|Version 12 (modified by chak, 9 years ago) (diff)|
Closure conversion as part of vectorisation
TODO Describe the treatment of higher-order functions and closure conversion here. The relevant paper is http://www.cse.unsw.edu.au/~chak/papers/LCK06.html. The approach is described in more detail in http://opus.kobv.de/tuberlin/volltexte/2006/1286/.
Implement in following order:
- Call a single closure-converted module from non-converted code (we know how to do this)
- Import cc'd modules in other cc'd modules (we need to decide on how to put the additional CC info into ifaces)
- CC data types (see below)
- Use non-cc'd modules in cc'd modules
Closure-converted types as indexed-types
One option for implementing closure-conversion is to represent closure-converted types as an indexed type whose type index is the original type and to combine that indexed type in a type class with methods for converting between closure-converted and vanilla terms. The details are under indexed closure conversion. There are two potential benefits for this approach: (1) we will probably have to do something similar for vectorisation anyway - see the requirements of vectorisation? - and (2) it seems that we need less bookkeeping (e.g., the name of a closure converted data type is just the indexed type with the original data type as its index). However, there are problems, too; in particular, as we currently don't have class contexts and polytypes as type indexes.

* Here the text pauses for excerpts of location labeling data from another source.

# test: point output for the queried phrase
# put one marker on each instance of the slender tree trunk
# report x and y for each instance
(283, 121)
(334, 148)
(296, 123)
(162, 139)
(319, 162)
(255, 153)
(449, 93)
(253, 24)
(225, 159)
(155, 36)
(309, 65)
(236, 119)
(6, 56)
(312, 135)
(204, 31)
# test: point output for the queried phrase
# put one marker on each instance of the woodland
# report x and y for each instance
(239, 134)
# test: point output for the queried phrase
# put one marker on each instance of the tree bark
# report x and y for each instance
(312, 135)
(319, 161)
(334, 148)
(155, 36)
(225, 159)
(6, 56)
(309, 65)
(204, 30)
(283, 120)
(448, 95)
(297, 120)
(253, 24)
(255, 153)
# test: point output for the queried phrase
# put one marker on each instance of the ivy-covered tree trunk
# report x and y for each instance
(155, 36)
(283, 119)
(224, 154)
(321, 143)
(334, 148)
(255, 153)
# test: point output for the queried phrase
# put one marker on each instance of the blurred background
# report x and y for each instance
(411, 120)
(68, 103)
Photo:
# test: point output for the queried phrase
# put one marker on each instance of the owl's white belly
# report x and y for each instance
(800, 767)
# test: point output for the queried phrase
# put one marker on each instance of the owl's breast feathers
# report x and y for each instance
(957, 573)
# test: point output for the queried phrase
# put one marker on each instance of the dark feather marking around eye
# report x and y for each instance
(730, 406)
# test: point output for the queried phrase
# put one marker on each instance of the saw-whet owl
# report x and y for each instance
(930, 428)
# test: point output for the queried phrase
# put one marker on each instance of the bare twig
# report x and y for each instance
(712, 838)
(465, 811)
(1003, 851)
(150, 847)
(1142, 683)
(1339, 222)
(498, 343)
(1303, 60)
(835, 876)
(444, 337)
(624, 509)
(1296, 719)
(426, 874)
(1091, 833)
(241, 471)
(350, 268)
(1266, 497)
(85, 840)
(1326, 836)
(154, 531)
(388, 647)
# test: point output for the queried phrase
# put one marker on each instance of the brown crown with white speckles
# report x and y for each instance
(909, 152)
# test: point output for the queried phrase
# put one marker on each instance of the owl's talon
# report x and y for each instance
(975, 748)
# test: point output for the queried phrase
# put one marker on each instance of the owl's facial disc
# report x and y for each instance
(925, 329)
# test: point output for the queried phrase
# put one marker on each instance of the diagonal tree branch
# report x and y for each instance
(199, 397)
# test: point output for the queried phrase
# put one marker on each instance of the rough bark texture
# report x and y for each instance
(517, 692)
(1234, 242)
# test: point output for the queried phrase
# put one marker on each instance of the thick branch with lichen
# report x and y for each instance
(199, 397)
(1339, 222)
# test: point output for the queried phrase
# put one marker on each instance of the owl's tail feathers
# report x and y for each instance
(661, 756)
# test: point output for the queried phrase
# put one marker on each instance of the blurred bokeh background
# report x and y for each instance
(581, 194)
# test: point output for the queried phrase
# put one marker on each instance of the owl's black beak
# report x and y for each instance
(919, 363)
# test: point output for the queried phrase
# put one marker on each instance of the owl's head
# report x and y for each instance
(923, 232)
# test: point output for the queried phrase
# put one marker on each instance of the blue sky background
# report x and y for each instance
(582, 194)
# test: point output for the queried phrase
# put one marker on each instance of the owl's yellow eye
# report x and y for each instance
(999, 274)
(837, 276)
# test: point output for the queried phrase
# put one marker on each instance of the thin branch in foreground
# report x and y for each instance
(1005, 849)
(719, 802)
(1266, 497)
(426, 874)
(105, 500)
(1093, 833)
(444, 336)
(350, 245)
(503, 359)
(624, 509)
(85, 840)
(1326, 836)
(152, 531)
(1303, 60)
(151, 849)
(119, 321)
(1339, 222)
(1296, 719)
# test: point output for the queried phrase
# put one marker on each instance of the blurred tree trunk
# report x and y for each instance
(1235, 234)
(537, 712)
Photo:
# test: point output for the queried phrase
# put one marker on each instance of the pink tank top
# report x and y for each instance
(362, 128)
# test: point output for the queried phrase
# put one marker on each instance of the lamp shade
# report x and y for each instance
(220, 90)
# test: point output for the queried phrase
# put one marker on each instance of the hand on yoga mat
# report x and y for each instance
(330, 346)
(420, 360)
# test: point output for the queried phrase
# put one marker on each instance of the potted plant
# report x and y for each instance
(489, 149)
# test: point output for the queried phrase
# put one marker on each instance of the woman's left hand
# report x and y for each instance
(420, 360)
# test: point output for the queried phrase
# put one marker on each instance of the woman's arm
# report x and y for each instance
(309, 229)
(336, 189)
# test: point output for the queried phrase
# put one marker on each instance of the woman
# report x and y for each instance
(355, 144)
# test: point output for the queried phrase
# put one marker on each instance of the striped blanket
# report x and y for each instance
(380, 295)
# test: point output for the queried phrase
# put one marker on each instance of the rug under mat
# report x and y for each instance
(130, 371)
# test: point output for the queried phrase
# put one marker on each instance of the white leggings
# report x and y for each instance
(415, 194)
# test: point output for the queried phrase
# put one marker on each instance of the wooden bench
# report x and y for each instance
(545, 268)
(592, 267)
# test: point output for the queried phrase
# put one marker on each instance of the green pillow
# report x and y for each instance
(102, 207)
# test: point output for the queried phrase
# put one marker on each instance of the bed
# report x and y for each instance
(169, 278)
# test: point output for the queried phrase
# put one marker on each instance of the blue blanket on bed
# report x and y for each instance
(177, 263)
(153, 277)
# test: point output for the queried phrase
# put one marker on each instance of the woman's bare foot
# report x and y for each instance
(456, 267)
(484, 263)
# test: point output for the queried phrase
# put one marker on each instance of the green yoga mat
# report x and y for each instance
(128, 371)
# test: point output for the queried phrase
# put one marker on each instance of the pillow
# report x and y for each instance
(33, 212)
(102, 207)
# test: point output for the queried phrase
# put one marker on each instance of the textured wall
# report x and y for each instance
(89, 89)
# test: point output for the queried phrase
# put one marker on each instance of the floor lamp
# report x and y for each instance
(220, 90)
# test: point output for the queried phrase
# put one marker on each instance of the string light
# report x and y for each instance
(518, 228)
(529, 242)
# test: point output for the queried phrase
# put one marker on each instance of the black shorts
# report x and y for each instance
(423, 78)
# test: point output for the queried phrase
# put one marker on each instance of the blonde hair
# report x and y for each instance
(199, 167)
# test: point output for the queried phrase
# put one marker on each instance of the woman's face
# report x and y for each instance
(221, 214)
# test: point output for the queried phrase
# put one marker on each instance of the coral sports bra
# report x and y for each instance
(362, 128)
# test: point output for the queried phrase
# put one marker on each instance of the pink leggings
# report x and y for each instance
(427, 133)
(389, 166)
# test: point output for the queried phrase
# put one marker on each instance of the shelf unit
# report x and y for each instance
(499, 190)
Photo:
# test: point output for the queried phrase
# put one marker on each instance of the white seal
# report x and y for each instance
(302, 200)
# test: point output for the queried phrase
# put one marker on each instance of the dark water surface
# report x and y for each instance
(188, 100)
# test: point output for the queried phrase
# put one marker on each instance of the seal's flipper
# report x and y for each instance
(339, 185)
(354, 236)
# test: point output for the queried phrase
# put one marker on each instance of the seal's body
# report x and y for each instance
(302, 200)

Closure conversion without classes
Here is an alternative scheme that does no rely on conversion classes.
Requirements of closure conversion
The straight forward part
The actual closure-conversion transformation on lambda terms, which we intend to perform on Core.
Type declarations, classes, and instances
Type declarations. If the program contains a type declaration including an arrow type, we need a closure-converted version of that declaration (for use in the closure converted code); e.g., for
data T = MkT (Int -> Int)
data T_CC = MkT_CC (Clo Int Int)
Note how this also introduces new constructor names.
Classes. Moreover, if the closure-converted code uses a type class, we need a closure-converted type class. It might appear that this is a non-issue on Core as classes have already been desugared to plain System F. The trouble is that GHC does not use plain System F. It extends it by a whole array of extra type features. In particular, classes induce datatype declarations., and yhey almost always contain arrow types. Hence, as we just discussed, they need to be transformed. Matters are complicated by GHC not actually generating standalone datatypes declarations that are emitted into interface files, a class declaration siliently implies a data declaration - GHC calls this an iface declaration sub-binder. So, it appears best to create for every class a closure-converted class that - as all other class declarations - implies the closure-converted class representation datatype.
Instances. When we call overloaded closure-converted functions, we need to supply closure-converted dictionaries; i.e., closure-converted dfuns.
How much information do we want to put into interface files? For example, for type declarations, we can add the closure-converted declaration to the interface file or we can only add the vanilla one and have the importing modules derive the converted form on the fly during iface type checking - similar to how iface declaration sub-binders are generated on the fly, instead of being put into the interface files.
Mixing converted and vanilla code
Mixing converted and vanilla code for closure-conversion is simple as long as we only have lambda terms (we just generate and apply closure as appropriate at places where we move from one representation to another). However, data types make this more involved again. Imagine the following scenario:
-- converted code data T = MkT (Int -> Int) -- unconverted code foo = MkT ((+) (1::Int)) -- converted code appT :: T -> Int -> Int appT (MkT f) x = f x bar = appT foo
Here the result of foo needs to be converted before we can call appT in bar. In other words, we need conversion functions between converted and unconverted versions of data types.
A problem becomes apparent when we change the example slightly:
-- unconverted code data T = MkT (Int -> Int) foo = MkT ((+) (1::Int)) -- converted code appT :: T -> Int -> Int appT (MkT f) x = f x bar = appT foo
Now, we don't have a converted version of T available. Converting it on the fly might be problematic. If appT and bar reside in different modules, we convert T twice and need to make sure the two versions are compatible. Even worse, the module holding bar may only import T abstractly and hence can neither derive the converted version of T nor can it infer suitable conversion functions. In this case, we have to give up on converting appT foo (and maybe all of bar).
Alternatively, we might decide that we do not convert the case expression in appT's Core code that scrutinises its first argument. Then, the type of the converted function would be
appT_CC :: Clo T (Clo Int Int)
i.e., it still uses T, not T_CC. As callers of appT_CC also will not have a converted version of T available, everything still fits together nicely. This appears to be a simpler scheme than on-the-fly type conversions.
The same should work for classes and their dictionaries. If we can use unconverted functions in converted code, we can also select from unconverted dictionaries and use the unconverted methods.
From the Skype discussion, 16 Mar 07
For each function f::ty, create a closure-converted function fc::ty', where ty' is the closure-converted verion of ty. Optimisation: make fc=f, if the code for fc will be identical to that of f.
For each data type T, create a closure-converted data type Tc, whose constructors use Clo instead of ->. Optimisation: if Tc is identical to T, don't create a new data type.